The module is not loaded.

> 
> > I will report again when I manage to update the firmware on the machine in
> > question
> This is a good idea

It keeps coming. I have updated from 1005 BIOS to 1012 yet it is there. About 10 events in 15 hours probably correlated with user activity. 

Comment 22 Thomas Renninger 2008-08-01 09:45:39 UTC
I expect 10.3 did and still does work?

This is getting ugly.
You could try to remove battery, thermal, processor, ac, fan drivers.
The processor driver you better move away again or it gets loaded through cpufreq drivers:
mv /lib/modules/`uname -r`/kernel/drivers/acpi/processor.ko /tmp
Be careful to not delete it or you will have to reinstall the kernel.
You could copy all of them away.

If it works then it is related to C-states, cpufreq, EC or something like that.
If you find out how you can trigger that easier (e.g. installing and running bonnie or something CPU/IO intensive task?) that could also help a lot.
Comment 23 Andreas Jaeger 2008-10-24 15:29:33 UTC
The requested information has not been provided for over 4 weeks.
The bug gets therefore closed as NORESPONSE.

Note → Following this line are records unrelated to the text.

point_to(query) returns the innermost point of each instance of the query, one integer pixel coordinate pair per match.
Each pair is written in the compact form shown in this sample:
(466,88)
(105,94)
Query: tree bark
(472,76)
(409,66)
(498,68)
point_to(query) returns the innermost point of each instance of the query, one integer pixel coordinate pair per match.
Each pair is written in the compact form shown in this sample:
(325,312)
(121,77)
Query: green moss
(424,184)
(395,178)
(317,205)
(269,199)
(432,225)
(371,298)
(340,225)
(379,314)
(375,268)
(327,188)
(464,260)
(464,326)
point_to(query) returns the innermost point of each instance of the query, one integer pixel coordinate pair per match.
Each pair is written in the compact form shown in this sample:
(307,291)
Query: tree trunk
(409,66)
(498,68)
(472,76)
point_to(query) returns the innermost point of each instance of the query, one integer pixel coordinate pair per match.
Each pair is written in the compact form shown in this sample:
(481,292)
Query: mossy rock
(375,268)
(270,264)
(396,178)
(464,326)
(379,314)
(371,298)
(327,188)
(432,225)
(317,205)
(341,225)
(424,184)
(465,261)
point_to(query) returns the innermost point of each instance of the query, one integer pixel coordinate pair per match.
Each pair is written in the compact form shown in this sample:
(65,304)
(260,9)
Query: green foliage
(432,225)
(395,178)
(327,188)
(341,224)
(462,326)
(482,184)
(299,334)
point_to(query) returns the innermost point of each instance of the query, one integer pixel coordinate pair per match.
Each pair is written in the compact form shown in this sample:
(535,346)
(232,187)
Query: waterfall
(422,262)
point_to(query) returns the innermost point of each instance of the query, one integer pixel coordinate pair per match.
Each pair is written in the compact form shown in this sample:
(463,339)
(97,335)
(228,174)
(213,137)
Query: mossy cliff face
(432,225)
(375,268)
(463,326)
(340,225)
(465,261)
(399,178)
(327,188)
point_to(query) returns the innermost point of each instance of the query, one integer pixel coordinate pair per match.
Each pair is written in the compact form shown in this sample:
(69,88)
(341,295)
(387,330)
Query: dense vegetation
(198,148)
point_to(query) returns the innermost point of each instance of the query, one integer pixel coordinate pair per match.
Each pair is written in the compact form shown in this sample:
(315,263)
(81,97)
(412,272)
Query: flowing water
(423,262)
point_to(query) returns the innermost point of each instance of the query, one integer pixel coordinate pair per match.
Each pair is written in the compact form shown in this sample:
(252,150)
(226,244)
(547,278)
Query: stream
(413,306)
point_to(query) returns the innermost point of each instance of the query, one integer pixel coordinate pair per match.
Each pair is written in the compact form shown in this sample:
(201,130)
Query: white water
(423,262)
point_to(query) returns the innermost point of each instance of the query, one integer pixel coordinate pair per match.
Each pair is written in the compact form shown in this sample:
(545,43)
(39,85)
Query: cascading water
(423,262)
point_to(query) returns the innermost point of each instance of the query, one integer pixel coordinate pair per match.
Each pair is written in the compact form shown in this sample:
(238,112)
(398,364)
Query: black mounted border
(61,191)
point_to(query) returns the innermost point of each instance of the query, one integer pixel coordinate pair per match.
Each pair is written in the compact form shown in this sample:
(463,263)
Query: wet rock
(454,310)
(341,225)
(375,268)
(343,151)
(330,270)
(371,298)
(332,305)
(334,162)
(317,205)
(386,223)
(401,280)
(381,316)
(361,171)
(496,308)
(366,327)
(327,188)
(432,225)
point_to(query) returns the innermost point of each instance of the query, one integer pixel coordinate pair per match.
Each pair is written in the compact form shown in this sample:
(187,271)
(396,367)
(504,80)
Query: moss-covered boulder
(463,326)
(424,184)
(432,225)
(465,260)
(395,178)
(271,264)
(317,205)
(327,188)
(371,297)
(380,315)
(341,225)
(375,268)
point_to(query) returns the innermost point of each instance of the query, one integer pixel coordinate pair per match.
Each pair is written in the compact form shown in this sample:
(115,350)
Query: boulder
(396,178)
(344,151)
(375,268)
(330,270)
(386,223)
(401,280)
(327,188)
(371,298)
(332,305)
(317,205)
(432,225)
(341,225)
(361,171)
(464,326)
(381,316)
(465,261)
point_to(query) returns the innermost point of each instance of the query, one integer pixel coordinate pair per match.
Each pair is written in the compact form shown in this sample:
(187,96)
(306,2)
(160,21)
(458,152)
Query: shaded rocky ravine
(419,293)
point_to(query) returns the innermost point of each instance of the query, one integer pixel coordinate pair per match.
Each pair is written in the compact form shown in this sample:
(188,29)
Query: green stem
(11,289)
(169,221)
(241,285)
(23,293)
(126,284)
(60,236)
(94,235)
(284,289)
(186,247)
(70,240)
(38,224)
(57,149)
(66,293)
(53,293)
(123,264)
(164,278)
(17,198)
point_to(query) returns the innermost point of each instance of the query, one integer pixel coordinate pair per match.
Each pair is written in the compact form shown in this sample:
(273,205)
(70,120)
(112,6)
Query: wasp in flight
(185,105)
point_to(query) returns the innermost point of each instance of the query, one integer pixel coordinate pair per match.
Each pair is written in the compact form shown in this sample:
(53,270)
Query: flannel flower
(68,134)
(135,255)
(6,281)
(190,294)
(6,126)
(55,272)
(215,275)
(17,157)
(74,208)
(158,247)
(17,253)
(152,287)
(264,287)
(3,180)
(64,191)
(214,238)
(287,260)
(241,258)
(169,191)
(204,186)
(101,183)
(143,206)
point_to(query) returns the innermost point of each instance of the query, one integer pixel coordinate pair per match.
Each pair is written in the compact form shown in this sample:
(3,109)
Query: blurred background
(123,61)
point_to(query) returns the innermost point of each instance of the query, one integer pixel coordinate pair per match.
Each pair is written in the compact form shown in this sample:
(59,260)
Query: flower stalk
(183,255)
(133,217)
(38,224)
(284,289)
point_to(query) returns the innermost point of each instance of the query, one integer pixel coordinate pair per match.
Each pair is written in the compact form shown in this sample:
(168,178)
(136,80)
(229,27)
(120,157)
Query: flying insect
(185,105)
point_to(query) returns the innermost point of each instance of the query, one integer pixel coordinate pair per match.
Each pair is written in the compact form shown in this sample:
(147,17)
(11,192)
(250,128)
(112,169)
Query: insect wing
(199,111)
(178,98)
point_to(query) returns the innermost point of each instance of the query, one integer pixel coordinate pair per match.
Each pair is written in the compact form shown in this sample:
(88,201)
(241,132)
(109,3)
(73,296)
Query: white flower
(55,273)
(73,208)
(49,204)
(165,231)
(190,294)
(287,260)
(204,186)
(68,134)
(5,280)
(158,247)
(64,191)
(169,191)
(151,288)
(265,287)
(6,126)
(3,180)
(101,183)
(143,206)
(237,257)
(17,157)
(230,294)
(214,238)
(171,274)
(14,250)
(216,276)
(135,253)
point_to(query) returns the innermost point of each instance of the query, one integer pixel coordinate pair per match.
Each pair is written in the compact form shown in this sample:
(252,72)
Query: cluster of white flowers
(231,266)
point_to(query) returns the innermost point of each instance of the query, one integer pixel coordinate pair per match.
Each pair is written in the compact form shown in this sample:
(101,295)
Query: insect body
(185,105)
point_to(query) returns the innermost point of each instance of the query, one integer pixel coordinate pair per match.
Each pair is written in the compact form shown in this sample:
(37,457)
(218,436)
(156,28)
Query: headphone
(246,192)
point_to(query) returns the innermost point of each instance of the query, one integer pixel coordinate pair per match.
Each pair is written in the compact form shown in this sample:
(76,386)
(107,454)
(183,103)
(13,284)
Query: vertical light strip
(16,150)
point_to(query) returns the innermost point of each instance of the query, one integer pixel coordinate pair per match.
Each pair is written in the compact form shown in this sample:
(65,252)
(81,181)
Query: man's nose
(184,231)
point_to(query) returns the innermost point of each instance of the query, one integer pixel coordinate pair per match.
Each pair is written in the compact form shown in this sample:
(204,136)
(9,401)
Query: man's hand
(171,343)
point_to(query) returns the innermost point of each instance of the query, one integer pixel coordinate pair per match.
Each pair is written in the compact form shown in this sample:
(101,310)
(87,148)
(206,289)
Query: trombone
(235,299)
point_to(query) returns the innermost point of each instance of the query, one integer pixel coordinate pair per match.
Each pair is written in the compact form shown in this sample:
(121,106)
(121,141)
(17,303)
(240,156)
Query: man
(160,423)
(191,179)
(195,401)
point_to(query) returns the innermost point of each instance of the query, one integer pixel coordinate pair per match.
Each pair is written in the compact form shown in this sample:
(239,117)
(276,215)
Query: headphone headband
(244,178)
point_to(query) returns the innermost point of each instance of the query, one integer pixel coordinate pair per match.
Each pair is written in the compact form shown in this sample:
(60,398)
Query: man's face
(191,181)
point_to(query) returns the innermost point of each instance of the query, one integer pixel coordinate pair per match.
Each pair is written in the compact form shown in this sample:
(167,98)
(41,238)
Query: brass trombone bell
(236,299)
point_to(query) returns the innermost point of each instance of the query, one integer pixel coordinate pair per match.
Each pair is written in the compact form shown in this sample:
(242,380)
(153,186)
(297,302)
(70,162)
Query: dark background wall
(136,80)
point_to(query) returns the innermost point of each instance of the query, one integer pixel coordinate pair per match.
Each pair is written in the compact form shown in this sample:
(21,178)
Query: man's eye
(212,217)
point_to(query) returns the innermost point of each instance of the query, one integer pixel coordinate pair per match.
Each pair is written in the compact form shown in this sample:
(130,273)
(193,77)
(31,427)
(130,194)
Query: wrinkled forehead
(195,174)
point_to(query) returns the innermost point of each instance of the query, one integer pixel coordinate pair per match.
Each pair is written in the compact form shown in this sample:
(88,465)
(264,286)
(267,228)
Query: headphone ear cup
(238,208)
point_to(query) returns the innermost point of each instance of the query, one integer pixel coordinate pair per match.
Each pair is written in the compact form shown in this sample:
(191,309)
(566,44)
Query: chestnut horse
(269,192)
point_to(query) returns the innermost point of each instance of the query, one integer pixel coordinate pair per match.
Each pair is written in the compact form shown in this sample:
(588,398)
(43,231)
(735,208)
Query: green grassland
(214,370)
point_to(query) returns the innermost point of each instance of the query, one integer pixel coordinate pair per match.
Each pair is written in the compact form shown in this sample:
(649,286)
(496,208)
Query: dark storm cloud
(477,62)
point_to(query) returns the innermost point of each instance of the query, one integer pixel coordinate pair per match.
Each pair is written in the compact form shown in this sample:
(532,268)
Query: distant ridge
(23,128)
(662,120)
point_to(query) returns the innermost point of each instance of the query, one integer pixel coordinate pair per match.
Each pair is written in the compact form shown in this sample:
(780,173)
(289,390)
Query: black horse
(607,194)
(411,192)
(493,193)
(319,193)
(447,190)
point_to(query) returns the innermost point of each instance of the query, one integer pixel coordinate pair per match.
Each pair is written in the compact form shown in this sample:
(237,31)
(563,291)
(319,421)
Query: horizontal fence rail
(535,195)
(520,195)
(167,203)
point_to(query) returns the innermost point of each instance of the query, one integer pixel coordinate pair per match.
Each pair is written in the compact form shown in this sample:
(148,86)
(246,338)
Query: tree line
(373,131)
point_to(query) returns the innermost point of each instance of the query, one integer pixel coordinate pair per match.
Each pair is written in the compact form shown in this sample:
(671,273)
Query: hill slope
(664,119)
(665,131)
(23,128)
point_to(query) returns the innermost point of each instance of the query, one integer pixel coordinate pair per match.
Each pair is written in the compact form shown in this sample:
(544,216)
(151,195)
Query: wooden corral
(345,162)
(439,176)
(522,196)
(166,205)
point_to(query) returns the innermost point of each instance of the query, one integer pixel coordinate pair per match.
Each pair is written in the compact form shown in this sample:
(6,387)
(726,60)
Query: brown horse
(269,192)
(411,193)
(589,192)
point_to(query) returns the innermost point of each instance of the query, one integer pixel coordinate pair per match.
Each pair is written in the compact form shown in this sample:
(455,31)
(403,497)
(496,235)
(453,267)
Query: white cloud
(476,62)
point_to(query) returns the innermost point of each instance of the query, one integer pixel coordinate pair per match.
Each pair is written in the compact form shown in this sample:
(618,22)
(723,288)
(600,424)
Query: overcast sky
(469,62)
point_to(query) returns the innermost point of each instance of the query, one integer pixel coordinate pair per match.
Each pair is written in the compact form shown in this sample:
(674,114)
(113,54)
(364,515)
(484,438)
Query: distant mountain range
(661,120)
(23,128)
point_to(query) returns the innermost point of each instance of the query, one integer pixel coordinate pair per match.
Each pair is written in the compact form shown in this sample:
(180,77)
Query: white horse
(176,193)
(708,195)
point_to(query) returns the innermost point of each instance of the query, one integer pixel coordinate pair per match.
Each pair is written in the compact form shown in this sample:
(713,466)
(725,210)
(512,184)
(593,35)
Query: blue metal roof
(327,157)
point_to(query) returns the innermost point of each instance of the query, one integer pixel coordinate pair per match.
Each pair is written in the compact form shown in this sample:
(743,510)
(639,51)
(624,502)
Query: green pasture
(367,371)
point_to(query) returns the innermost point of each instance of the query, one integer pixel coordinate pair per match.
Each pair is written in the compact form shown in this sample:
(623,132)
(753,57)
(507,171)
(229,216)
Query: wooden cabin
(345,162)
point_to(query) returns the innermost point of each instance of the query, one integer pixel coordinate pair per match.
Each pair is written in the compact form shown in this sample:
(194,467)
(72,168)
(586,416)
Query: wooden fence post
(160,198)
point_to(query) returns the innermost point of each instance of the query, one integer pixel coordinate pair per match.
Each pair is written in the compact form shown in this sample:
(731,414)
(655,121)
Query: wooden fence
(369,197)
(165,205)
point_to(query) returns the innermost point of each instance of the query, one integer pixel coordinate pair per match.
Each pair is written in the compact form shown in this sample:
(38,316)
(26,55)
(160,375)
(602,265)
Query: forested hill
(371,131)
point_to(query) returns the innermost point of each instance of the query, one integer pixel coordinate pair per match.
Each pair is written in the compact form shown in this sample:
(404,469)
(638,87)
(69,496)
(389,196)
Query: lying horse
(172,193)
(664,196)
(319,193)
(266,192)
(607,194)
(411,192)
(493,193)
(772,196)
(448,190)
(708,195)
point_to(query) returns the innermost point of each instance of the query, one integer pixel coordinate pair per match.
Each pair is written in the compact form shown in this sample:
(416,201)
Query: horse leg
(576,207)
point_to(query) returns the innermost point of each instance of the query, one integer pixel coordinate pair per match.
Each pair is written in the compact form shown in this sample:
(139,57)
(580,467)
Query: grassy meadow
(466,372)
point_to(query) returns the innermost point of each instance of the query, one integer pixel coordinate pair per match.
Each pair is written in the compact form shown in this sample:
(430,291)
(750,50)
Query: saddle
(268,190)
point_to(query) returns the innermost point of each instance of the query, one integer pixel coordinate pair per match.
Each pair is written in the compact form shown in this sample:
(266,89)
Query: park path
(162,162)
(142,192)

Please reopen the bug if you can supply the requested information.
I would appreciate if you could test the current openSUSE 11.1 Beta
first and see whether that one fixes the problem.
Comment 24 Rolf Offermanns 2008-10-24 16:11:48 UTC
In fact I am already using the 11.1 betas for a while on this laptop and did not experience this problem yet.